Pub Date: Oct. 12th, 2021
ISBN: 978-1-641-29312-9
Publisher: Soho Crime

Move over, Detective Superintendent Peter Diamond. The Avon and Somerset CID is about to be joined, jostled, and decentered by two other parties interested in an otherwise ordinary burglary.

Just because Johnny Getz—probably not his real name—is a private eye doesn’t mean he doesn’t think Pete, as he insists on calling Diamond, should work with him. Johnny’s client, fashion designer Ruby Hubbard, is worried sick because her father, Septimus Hubbard, has been missing ever since his antiques shop was robbed. Ruby can’t even get access to the storefront to find out what’s missing and what clues to his whereabouts Seppy might have left behind.
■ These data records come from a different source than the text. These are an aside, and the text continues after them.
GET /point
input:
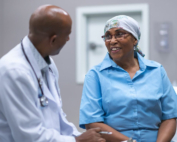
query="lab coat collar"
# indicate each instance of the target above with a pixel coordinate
(27, 48)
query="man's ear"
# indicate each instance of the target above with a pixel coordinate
(52, 39)
(136, 41)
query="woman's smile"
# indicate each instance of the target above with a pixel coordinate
(115, 49)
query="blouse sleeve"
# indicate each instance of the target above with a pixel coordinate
(169, 98)
(91, 103)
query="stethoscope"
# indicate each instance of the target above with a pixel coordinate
(43, 100)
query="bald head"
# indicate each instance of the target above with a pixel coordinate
(49, 29)
(48, 20)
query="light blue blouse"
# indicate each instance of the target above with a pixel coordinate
(134, 107)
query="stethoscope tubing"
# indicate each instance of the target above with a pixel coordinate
(43, 99)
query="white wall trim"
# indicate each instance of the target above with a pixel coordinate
(81, 35)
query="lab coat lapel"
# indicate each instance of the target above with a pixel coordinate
(52, 86)
(30, 56)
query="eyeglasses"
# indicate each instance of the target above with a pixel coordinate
(117, 36)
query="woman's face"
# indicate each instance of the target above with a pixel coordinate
(120, 44)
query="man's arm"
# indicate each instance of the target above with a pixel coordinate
(18, 103)
(167, 130)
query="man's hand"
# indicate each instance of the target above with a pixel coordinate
(92, 135)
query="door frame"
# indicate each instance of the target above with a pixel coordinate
(81, 31)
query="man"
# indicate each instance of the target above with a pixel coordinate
(30, 104)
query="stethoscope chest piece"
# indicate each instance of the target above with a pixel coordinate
(44, 101)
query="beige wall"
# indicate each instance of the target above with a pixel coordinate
(14, 16)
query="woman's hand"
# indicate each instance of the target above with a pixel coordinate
(114, 137)
(92, 135)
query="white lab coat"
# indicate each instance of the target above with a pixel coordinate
(22, 119)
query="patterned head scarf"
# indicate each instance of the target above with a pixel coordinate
(128, 24)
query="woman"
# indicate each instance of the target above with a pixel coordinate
(126, 94)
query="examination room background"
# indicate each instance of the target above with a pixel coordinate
(14, 17)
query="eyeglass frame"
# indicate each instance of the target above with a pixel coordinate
(122, 36)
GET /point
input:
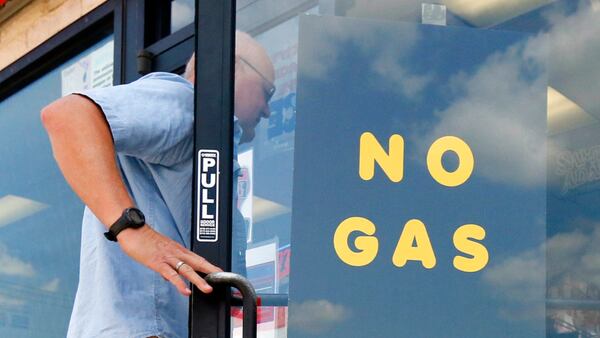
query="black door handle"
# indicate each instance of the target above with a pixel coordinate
(248, 297)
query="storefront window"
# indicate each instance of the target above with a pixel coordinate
(40, 216)
(517, 83)
(182, 14)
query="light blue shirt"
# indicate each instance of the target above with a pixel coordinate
(152, 123)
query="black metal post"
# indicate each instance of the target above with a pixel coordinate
(212, 213)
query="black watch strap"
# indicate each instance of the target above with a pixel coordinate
(131, 218)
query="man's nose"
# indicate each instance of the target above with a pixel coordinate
(266, 112)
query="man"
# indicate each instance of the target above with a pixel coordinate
(148, 125)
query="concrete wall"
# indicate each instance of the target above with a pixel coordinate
(36, 23)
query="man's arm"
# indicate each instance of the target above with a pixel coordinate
(83, 148)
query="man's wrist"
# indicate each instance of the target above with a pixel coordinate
(126, 234)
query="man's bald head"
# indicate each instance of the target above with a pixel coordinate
(254, 77)
(245, 47)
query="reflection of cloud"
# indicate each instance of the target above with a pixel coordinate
(7, 301)
(575, 254)
(520, 282)
(575, 52)
(14, 208)
(51, 286)
(317, 316)
(491, 12)
(502, 115)
(387, 64)
(13, 266)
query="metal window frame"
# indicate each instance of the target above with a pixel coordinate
(70, 41)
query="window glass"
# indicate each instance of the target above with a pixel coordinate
(40, 217)
(544, 279)
(182, 14)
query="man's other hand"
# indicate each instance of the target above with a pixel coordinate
(162, 254)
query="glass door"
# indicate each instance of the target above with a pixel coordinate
(423, 169)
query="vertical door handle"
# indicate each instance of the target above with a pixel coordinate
(248, 297)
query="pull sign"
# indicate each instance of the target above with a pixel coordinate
(208, 196)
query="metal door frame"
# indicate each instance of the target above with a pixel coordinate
(214, 88)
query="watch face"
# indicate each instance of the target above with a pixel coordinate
(136, 216)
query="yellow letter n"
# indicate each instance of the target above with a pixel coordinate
(391, 162)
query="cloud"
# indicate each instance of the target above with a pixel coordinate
(389, 69)
(317, 316)
(575, 50)
(8, 301)
(13, 266)
(51, 286)
(574, 254)
(500, 111)
(566, 259)
(519, 282)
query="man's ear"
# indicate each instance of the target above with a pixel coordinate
(237, 65)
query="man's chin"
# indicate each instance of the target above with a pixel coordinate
(247, 136)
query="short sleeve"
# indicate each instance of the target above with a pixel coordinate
(151, 119)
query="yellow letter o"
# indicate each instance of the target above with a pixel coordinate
(466, 161)
(368, 245)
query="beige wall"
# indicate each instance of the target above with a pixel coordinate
(36, 23)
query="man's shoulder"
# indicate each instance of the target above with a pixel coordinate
(163, 79)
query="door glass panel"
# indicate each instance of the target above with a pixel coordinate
(518, 84)
(40, 216)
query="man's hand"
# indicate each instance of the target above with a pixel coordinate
(162, 254)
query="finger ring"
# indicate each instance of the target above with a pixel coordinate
(179, 265)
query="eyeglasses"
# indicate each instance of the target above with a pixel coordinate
(270, 88)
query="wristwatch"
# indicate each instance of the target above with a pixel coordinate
(131, 218)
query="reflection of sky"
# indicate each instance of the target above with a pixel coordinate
(39, 254)
(389, 78)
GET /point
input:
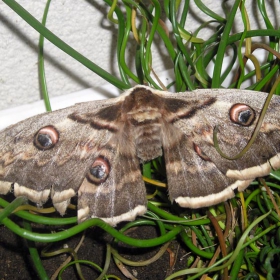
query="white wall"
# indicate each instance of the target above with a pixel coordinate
(84, 26)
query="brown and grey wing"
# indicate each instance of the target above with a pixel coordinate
(49, 154)
(113, 190)
(197, 174)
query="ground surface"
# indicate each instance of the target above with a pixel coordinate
(15, 260)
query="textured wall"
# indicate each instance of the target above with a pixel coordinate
(84, 26)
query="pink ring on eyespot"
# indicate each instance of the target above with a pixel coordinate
(99, 170)
(46, 138)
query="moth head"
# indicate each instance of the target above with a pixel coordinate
(46, 138)
(99, 170)
(242, 114)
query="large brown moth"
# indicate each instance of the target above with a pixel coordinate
(95, 149)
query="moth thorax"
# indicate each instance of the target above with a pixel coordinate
(148, 141)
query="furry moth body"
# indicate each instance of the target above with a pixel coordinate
(95, 148)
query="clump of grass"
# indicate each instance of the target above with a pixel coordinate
(223, 240)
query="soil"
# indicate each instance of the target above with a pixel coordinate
(15, 261)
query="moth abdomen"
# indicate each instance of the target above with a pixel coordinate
(148, 141)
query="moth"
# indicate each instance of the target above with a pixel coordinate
(95, 149)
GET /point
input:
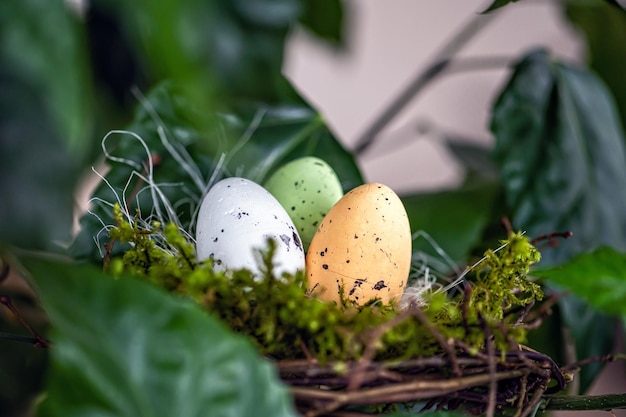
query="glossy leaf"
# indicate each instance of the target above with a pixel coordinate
(124, 348)
(497, 4)
(287, 132)
(325, 19)
(215, 49)
(560, 150)
(584, 325)
(48, 55)
(599, 277)
(604, 29)
(454, 219)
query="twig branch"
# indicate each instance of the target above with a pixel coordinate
(40, 341)
(441, 62)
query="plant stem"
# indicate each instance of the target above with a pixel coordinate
(440, 62)
(585, 402)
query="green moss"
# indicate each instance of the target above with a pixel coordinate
(278, 315)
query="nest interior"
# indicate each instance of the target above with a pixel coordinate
(461, 351)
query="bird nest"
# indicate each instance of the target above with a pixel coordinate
(446, 350)
(477, 382)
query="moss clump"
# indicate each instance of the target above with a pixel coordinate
(286, 323)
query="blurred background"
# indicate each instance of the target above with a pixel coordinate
(386, 45)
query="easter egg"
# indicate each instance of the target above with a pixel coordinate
(236, 218)
(362, 248)
(307, 188)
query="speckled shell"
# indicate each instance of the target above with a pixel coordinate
(363, 245)
(307, 188)
(236, 218)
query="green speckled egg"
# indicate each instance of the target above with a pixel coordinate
(307, 188)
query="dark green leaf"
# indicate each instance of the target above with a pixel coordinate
(476, 159)
(454, 219)
(599, 277)
(325, 19)
(615, 3)
(37, 175)
(125, 348)
(48, 56)
(497, 4)
(593, 334)
(561, 154)
(604, 29)
(430, 414)
(228, 48)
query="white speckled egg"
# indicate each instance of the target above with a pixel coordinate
(307, 188)
(362, 247)
(236, 218)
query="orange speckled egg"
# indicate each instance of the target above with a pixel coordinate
(362, 247)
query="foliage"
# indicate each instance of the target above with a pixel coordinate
(146, 353)
(251, 141)
(284, 322)
(216, 104)
(599, 277)
(561, 166)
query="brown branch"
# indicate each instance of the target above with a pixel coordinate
(40, 342)
(408, 391)
(447, 347)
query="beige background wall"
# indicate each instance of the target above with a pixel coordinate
(388, 42)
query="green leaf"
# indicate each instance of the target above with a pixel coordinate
(124, 348)
(40, 40)
(454, 219)
(325, 19)
(599, 277)
(604, 29)
(593, 334)
(254, 141)
(561, 155)
(497, 4)
(37, 175)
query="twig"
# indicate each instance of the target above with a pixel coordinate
(370, 349)
(534, 401)
(440, 62)
(442, 340)
(41, 342)
(408, 391)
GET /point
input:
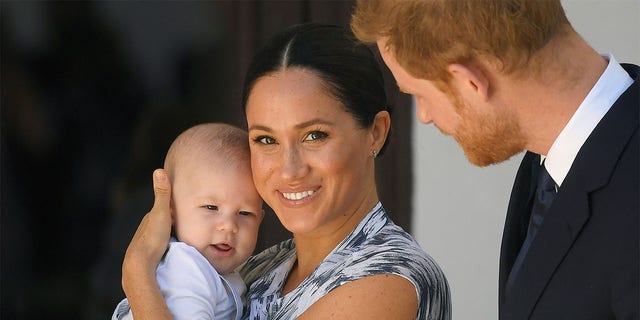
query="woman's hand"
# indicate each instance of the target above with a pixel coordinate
(144, 253)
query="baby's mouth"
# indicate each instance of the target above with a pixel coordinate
(222, 247)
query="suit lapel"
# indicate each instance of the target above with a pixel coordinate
(518, 213)
(565, 219)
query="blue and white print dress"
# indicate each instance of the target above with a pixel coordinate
(376, 246)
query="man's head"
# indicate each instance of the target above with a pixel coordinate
(426, 36)
(449, 55)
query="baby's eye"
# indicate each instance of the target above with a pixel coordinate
(316, 135)
(264, 140)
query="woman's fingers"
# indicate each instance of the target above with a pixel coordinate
(152, 236)
(162, 192)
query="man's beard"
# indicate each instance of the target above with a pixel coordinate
(487, 138)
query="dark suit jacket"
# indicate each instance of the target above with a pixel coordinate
(583, 263)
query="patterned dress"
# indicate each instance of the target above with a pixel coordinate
(376, 246)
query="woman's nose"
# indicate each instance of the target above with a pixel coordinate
(293, 164)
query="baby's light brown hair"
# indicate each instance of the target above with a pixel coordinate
(220, 141)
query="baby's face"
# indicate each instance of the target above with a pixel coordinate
(217, 210)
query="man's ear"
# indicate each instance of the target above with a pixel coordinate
(380, 130)
(471, 81)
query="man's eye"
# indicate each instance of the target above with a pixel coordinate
(264, 140)
(316, 135)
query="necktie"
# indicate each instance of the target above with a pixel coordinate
(543, 198)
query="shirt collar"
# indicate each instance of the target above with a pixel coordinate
(612, 83)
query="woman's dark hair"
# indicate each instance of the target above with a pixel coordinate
(347, 67)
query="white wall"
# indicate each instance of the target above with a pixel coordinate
(459, 209)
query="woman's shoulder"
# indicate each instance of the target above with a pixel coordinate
(260, 264)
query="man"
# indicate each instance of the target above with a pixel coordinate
(506, 76)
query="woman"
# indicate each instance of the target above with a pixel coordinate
(317, 117)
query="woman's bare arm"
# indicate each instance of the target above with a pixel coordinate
(144, 253)
(382, 296)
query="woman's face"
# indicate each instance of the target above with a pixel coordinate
(311, 161)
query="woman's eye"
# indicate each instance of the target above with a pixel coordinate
(265, 140)
(316, 135)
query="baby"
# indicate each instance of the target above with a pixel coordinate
(216, 214)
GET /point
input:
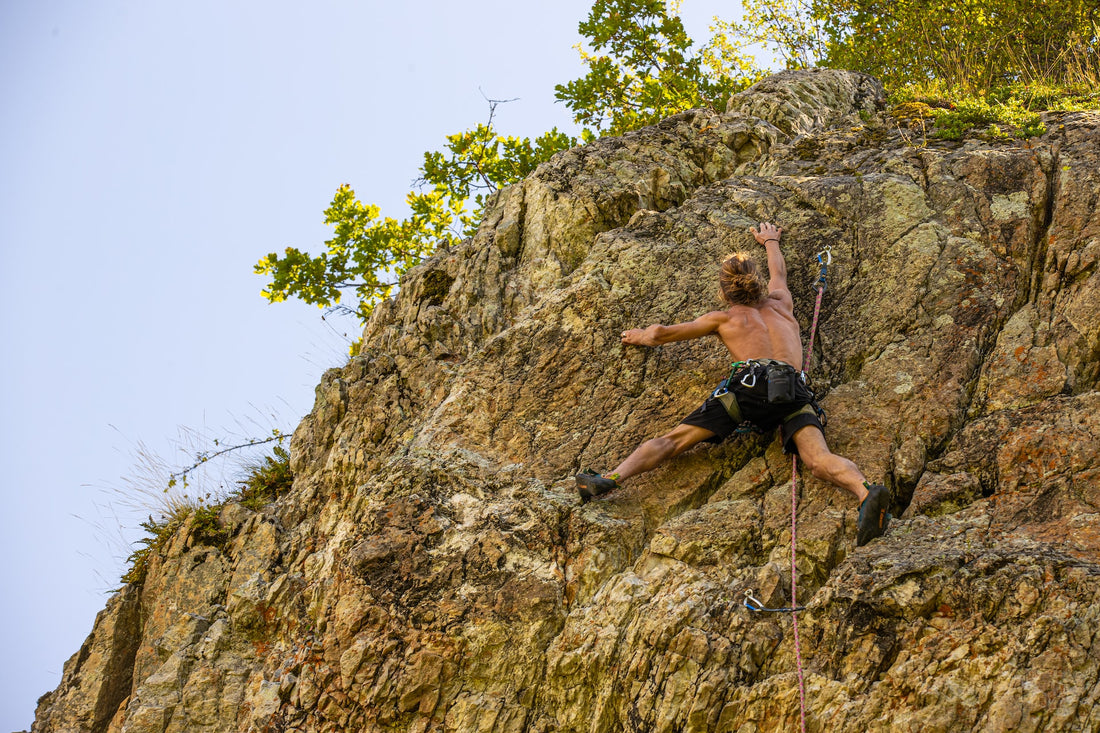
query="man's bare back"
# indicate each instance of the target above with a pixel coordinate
(766, 330)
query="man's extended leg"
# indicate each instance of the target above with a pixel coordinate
(645, 457)
(827, 466)
(652, 452)
(875, 500)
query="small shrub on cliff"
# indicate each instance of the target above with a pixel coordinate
(1008, 111)
(263, 483)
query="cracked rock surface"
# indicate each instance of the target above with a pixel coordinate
(433, 569)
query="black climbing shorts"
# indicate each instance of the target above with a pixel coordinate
(758, 415)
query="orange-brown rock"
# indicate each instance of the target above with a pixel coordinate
(433, 570)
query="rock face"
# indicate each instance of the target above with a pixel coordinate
(433, 570)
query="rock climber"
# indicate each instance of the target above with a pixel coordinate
(766, 387)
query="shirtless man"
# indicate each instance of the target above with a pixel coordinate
(766, 387)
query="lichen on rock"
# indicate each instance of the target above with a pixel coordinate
(433, 570)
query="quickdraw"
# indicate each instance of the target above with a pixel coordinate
(751, 603)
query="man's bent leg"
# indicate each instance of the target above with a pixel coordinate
(827, 466)
(650, 453)
(875, 500)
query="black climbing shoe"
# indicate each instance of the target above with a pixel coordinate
(873, 514)
(591, 484)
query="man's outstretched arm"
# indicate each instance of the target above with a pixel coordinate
(657, 335)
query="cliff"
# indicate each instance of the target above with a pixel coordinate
(433, 570)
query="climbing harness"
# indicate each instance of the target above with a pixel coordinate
(824, 259)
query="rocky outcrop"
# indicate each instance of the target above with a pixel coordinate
(433, 570)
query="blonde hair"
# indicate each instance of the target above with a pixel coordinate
(739, 281)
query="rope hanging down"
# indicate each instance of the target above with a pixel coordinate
(824, 259)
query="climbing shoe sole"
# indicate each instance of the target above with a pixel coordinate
(873, 514)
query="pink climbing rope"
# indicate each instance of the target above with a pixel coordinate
(794, 514)
(794, 590)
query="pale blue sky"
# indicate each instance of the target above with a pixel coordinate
(150, 153)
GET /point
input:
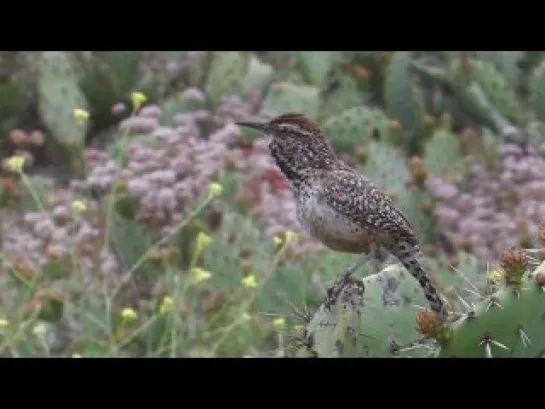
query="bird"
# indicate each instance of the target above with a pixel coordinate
(338, 206)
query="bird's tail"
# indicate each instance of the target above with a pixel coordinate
(409, 257)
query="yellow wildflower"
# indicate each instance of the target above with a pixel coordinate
(495, 276)
(279, 324)
(249, 281)
(291, 236)
(16, 163)
(78, 206)
(129, 314)
(39, 330)
(81, 116)
(203, 240)
(215, 190)
(200, 275)
(298, 328)
(166, 305)
(138, 99)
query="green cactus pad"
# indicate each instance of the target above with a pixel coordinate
(372, 325)
(13, 100)
(404, 100)
(506, 62)
(345, 96)
(315, 65)
(286, 97)
(58, 95)
(537, 90)
(510, 323)
(351, 128)
(226, 73)
(442, 152)
(257, 77)
(499, 93)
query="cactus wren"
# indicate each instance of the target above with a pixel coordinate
(338, 206)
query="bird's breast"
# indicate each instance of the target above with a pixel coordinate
(330, 227)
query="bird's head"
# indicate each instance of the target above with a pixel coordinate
(297, 143)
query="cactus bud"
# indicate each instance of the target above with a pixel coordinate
(542, 232)
(514, 262)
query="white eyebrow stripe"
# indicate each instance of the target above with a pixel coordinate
(295, 128)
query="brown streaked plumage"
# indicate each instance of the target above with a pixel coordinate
(338, 206)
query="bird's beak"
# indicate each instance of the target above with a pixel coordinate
(254, 125)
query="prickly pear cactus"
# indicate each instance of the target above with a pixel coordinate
(503, 318)
(508, 323)
(13, 100)
(58, 95)
(315, 65)
(470, 94)
(344, 96)
(537, 90)
(387, 168)
(352, 127)
(285, 97)
(499, 94)
(109, 77)
(506, 62)
(404, 101)
(226, 73)
(442, 152)
(373, 317)
(257, 77)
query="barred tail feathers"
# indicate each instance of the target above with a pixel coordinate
(408, 256)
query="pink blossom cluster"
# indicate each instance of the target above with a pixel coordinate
(497, 209)
(167, 173)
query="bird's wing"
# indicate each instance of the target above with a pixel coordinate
(355, 196)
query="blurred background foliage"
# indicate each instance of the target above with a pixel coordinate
(456, 138)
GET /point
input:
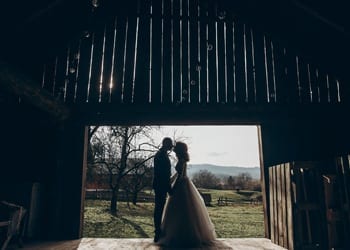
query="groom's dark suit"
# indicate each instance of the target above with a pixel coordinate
(161, 185)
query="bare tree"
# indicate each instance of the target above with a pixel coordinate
(138, 179)
(113, 147)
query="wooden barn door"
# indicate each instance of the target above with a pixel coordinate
(296, 206)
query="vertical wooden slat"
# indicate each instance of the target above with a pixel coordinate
(271, 201)
(304, 81)
(280, 76)
(311, 84)
(279, 205)
(322, 84)
(131, 42)
(96, 65)
(291, 76)
(284, 224)
(143, 62)
(166, 54)
(49, 74)
(258, 43)
(333, 89)
(289, 207)
(269, 70)
(250, 65)
(203, 7)
(119, 59)
(221, 52)
(230, 59)
(211, 50)
(177, 65)
(73, 72)
(265, 186)
(241, 93)
(105, 78)
(156, 52)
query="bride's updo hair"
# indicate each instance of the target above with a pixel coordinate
(180, 150)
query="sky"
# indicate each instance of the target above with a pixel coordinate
(218, 145)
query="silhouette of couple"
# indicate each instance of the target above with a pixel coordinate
(180, 216)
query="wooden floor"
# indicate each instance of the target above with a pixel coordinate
(140, 244)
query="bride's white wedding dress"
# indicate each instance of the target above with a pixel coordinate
(186, 221)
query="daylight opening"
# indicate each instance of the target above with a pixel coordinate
(224, 166)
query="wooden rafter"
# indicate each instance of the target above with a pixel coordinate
(15, 82)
Diamond reluctantly agrees to let Ruby look over the place and share a bit of information with Johnny, and in no time at all there are dramatic new developments: During their preliminary search of the shop, Ruby finds a stranger’s corpse neatly laid out in an Egyptian coffin, and then Ruby herself is shot and ends up in the hospital. Diamond, meanwhile, has to contend with a second interloper of a very different stripe: Lady Virginia Bede, a much-married, archly seductive lay member of the ethics committee who attaches herself to his investigation as a sixth wheel. The search for Seppy and what looks more and more like an exceptionally valuable painting he’d purchased from buyers who hadn’t a clue what they were selling would be routine, at least by Lovesey’s high standards, if Johnny didn’t keep interrupting the flow of the procedural with first-person chapters in his own pungent style, floridly reminiscent of the fictional American shamuses he clearly wishes he were one of.

A mundane plot juiced by those unwelcome hangers-on.